Shapers implement different techniques to answer this problem. For some shapers, the solution is to leave about two inches of foam on the rail outside the stringer. For San Diego shaper, Tim Bessel, the strength versus flexibility question is answered with wood, tape and glue. He glues carbon tape to two wood stringers surrounded with denser blue foam on the rails. Bessel says the carbon tape provides a lasting strength to the board without adding weight. 

 

Firewire Surfboards recently made a big splash when it started producing high performance boards with a parabolic rail. The buzz really made headlines when Taj Burrow signed with the company and began riding the boards on the World Championship Tour. The key to providing the right amount of strength is the parabolic balsa rail featuring 12 mm balsa built from 3x4mm strips. These rails control flex and add strength, while having the added benefit of acting as a buffer against rail dings. The balsa looks thin on a completed board, but it is actually over half an inch thick.
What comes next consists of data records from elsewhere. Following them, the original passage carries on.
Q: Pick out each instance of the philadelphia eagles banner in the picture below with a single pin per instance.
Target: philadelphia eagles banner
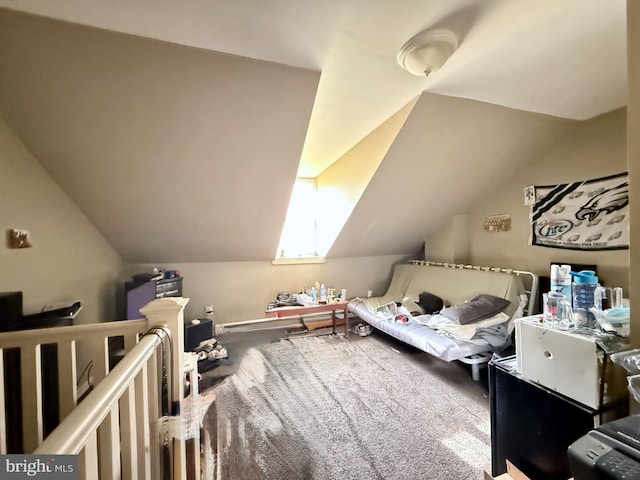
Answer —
(587, 215)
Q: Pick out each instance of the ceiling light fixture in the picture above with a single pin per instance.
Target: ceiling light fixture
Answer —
(427, 51)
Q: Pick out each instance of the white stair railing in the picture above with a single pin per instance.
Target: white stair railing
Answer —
(114, 430)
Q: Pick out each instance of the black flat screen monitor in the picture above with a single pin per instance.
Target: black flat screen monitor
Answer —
(10, 311)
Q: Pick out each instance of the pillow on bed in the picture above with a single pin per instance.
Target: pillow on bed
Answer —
(479, 307)
(430, 303)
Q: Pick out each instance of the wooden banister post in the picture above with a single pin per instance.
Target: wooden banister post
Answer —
(169, 312)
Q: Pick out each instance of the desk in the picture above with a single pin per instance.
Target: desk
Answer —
(281, 312)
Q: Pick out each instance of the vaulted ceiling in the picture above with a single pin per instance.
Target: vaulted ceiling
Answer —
(178, 128)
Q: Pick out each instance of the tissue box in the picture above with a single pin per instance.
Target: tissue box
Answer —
(569, 363)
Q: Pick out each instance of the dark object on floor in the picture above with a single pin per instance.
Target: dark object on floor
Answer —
(197, 331)
(430, 303)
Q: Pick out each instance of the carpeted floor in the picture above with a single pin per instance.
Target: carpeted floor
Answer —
(327, 408)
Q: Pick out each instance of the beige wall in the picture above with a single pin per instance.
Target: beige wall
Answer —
(633, 133)
(594, 148)
(241, 290)
(69, 259)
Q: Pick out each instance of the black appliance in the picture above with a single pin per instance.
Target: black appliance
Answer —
(196, 332)
(611, 451)
(12, 319)
(532, 426)
(142, 290)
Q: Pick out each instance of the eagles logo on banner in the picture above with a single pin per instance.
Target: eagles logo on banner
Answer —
(588, 215)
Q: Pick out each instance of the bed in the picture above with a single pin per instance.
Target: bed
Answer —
(462, 288)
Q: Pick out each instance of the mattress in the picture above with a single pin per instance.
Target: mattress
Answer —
(422, 337)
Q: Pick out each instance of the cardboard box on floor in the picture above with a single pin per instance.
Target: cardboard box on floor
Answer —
(513, 473)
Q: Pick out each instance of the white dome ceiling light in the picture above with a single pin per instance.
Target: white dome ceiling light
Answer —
(427, 51)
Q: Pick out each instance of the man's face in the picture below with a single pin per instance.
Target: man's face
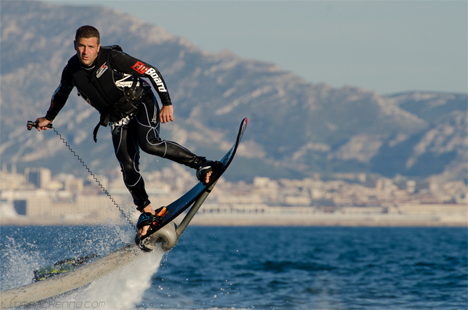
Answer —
(87, 50)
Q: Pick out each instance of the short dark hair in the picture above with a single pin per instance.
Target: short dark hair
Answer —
(87, 32)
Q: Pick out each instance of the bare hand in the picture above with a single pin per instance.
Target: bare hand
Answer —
(166, 114)
(42, 123)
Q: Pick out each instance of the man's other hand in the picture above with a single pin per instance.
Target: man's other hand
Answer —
(42, 123)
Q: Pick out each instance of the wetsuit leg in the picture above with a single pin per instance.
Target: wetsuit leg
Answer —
(147, 123)
(127, 151)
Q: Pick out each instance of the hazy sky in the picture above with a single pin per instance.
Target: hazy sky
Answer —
(385, 46)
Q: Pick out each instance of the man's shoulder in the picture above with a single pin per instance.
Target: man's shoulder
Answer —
(112, 48)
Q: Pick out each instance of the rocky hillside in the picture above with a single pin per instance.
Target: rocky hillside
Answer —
(296, 128)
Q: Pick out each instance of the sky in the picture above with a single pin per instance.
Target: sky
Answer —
(387, 46)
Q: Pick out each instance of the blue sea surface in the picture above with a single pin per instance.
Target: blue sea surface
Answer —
(270, 267)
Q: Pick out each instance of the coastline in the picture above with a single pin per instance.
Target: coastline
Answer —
(312, 219)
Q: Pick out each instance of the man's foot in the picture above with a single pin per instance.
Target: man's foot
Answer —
(148, 218)
(207, 170)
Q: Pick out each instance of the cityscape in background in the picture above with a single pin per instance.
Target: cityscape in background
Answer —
(38, 197)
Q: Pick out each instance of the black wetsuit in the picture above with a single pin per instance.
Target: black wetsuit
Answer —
(113, 86)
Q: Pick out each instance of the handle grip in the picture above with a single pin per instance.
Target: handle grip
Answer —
(32, 124)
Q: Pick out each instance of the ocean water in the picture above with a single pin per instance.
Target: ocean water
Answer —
(256, 268)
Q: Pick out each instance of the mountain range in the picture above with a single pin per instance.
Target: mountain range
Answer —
(296, 128)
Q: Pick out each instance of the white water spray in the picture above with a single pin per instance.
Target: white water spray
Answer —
(121, 289)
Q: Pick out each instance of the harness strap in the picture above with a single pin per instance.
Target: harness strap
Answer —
(123, 107)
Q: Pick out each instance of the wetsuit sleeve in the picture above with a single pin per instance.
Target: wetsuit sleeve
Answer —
(60, 96)
(127, 64)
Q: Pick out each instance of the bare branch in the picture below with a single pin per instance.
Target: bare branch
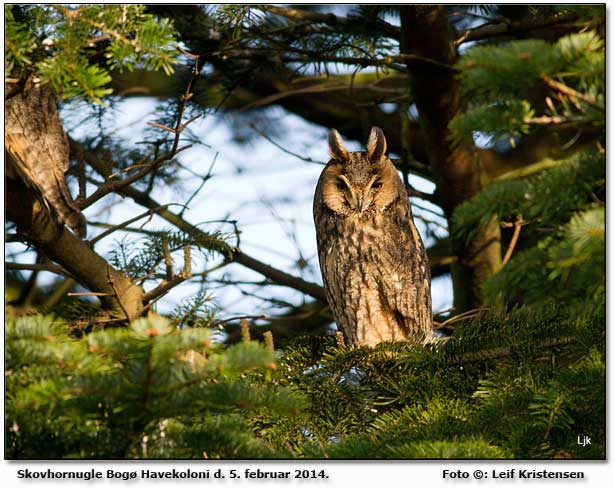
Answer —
(230, 254)
(38, 267)
(505, 28)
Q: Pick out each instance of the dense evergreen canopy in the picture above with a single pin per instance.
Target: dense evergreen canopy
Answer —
(502, 108)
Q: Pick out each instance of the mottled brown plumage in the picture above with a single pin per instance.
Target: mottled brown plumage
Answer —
(37, 150)
(373, 262)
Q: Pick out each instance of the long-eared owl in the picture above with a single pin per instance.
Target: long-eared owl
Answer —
(373, 262)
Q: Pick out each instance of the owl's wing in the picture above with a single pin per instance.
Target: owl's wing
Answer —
(407, 285)
(38, 151)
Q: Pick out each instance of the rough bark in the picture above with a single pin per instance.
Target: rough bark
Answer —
(73, 254)
(427, 32)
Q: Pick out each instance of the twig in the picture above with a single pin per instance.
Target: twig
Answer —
(204, 179)
(124, 224)
(504, 28)
(230, 254)
(277, 145)
(87, 294)
(117, 185)
(112, 284)
(38, 267)
(505, 351)
(570, 92)
(510, 249)
(234, 318)
(268, 342)
(245, 336)
(171, 280)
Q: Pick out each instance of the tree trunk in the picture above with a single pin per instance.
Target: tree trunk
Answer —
(458, 173)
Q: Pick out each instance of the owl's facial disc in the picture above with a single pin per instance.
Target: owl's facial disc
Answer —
(359, 197)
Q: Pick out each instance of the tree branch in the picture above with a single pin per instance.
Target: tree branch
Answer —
(230, 254)
(503, 28)
(74, 255)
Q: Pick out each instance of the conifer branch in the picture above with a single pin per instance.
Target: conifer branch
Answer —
(38, 267)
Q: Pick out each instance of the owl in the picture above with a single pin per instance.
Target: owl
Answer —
(373, 262)
(36, 149)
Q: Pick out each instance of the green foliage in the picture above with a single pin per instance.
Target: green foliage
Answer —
(148, 391)
(519, 381)
(76, 47)
(500, 82)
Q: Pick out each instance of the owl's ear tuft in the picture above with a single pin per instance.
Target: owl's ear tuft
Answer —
(376, 146)
(336, 147)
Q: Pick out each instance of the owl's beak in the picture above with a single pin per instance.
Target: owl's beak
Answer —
(360, 201)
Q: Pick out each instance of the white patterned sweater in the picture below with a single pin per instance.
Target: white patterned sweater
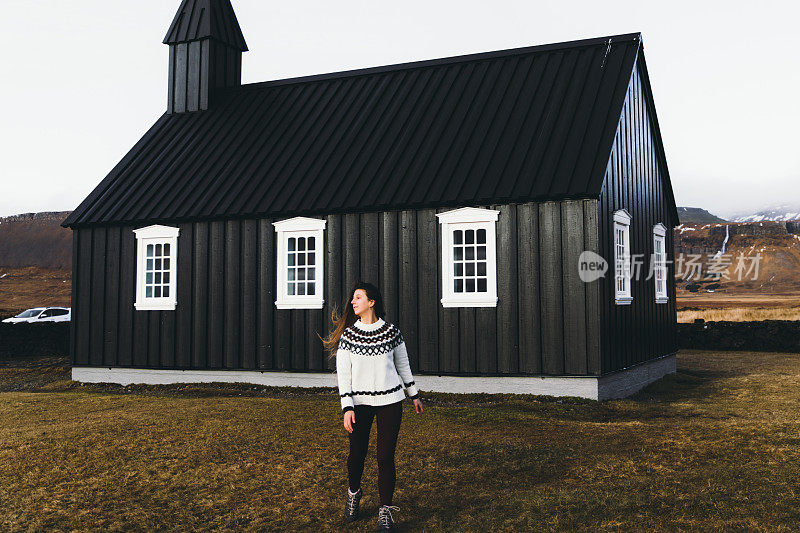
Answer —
(372, 365)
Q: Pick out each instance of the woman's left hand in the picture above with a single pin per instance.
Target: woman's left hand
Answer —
(417, 406)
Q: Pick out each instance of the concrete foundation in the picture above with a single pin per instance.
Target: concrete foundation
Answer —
(618, 384)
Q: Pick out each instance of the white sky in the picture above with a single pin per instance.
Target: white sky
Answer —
(82, 80)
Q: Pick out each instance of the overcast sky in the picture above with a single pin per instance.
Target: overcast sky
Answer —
(82, 80)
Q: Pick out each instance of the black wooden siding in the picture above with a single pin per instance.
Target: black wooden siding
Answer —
(635, 181)
(546, 320)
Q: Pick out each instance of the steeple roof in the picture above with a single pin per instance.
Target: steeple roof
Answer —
(202, 19)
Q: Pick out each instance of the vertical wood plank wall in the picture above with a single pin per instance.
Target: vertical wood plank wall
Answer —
(643, 330)
(546, 320)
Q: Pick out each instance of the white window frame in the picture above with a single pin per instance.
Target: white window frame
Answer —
(469, 218)
(156, 235)
(300, 227)
(622, 266)
(659, 263)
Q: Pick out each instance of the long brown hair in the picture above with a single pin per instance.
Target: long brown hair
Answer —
(349, 317)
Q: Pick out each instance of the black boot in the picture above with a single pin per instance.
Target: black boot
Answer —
(351, 507)
(385, 521)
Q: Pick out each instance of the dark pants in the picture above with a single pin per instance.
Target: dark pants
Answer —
(389, 417)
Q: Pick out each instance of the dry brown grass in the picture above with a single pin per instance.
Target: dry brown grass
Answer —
(740, 314)
(715, 447)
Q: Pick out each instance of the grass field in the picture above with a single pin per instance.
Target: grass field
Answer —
(714, 447)
(738, 307)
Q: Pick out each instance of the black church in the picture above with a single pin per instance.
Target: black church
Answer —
(501, 201)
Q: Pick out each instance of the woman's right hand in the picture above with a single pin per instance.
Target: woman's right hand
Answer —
(349, 420)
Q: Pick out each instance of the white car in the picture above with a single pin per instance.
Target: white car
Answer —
(39, 315)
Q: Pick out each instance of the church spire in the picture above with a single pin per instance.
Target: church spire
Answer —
(205, 53)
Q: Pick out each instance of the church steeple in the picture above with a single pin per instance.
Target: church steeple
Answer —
(205, 53)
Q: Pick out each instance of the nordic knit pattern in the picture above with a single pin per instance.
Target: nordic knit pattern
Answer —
(372, 365)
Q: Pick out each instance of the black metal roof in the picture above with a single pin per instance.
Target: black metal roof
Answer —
(201, 19)
(508, 126)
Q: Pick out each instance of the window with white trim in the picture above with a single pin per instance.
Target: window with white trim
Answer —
(300, 263)
(622, 257)
(469, 257)
(659, 262)
(156, 258)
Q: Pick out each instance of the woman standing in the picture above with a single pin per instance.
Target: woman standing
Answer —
(372, 368)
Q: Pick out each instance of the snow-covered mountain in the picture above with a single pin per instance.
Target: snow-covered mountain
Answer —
(697, 215)
(781, 212)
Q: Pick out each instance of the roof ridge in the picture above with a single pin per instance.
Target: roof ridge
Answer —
(450, 60)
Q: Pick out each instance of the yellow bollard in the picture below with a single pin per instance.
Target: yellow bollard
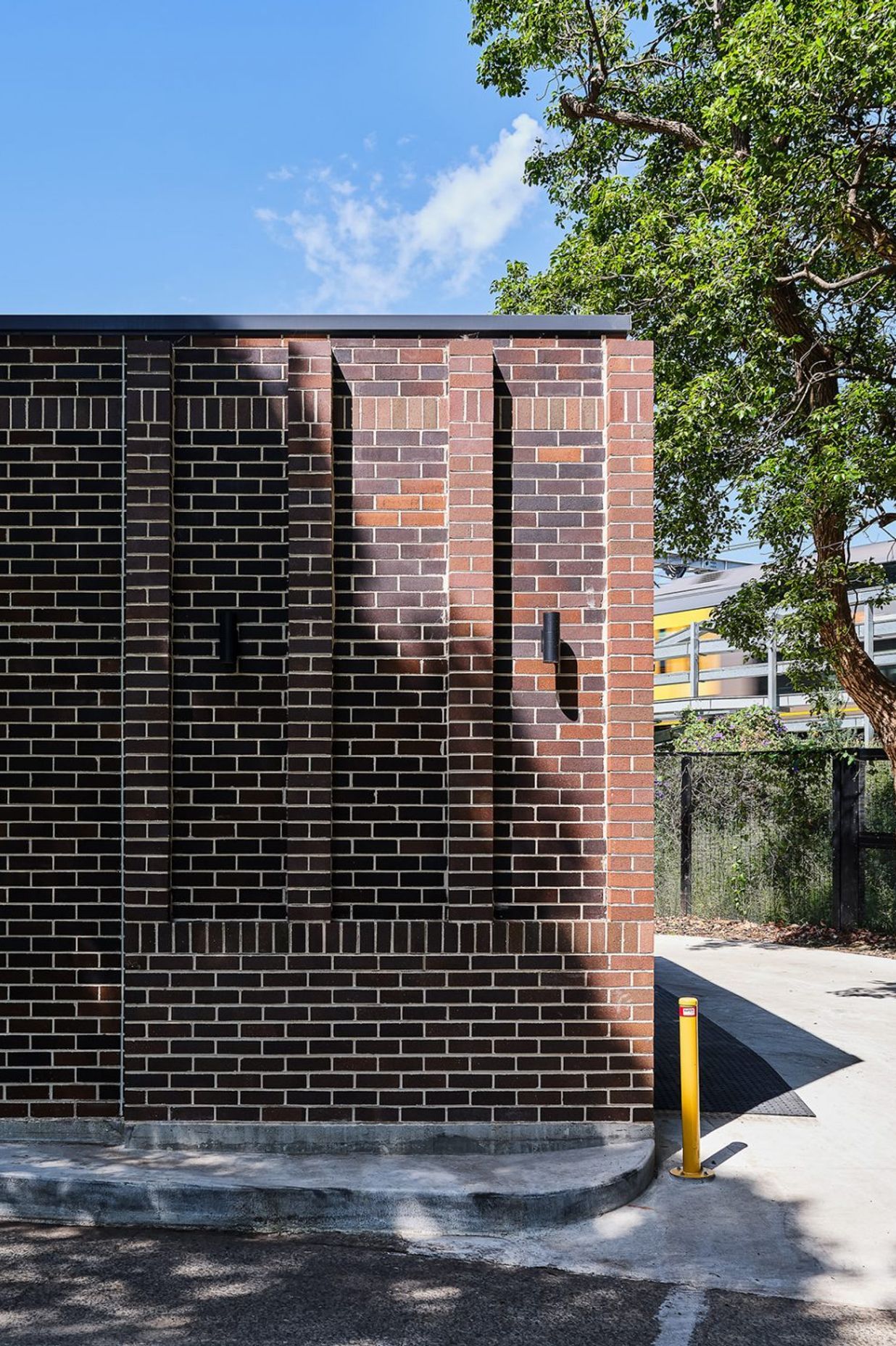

To further combat any lack of strength, the designers at Firewire also added a stronger 3 mm layer of high density “aerospace composite” to 1lb of EPS foam. Some argue that Firewire's popularity is a result of a good marketing plan, while others contend that Firewire's designs deserve their merit.

 

Perhaps the most high tech of the new flex friendly designs comes from Hydro Epic. Their design team wanted to use a material that was light weight, resistant to dings, fast, paddled well, able to flex and release stored energy without degradation, and have it flex in the right places. Piece of cake. They achieved these lofty goals by using a hollow core and composite fibers like carbon and DuPont Kevlar for the thin laminate skin. They found the new boards transferred energy well, suffered few dings, and didn't lose liveliness. Most important, the team could adjust the flex through the internal frame system.

 

So now that you know shapers are experimenting with increased flex memory on their new surfboards, perhaps it is time for you to do some experimenting yourself. The idea of springier surfboards accelerating better out of turns sounds great, but can you use it to your advantage?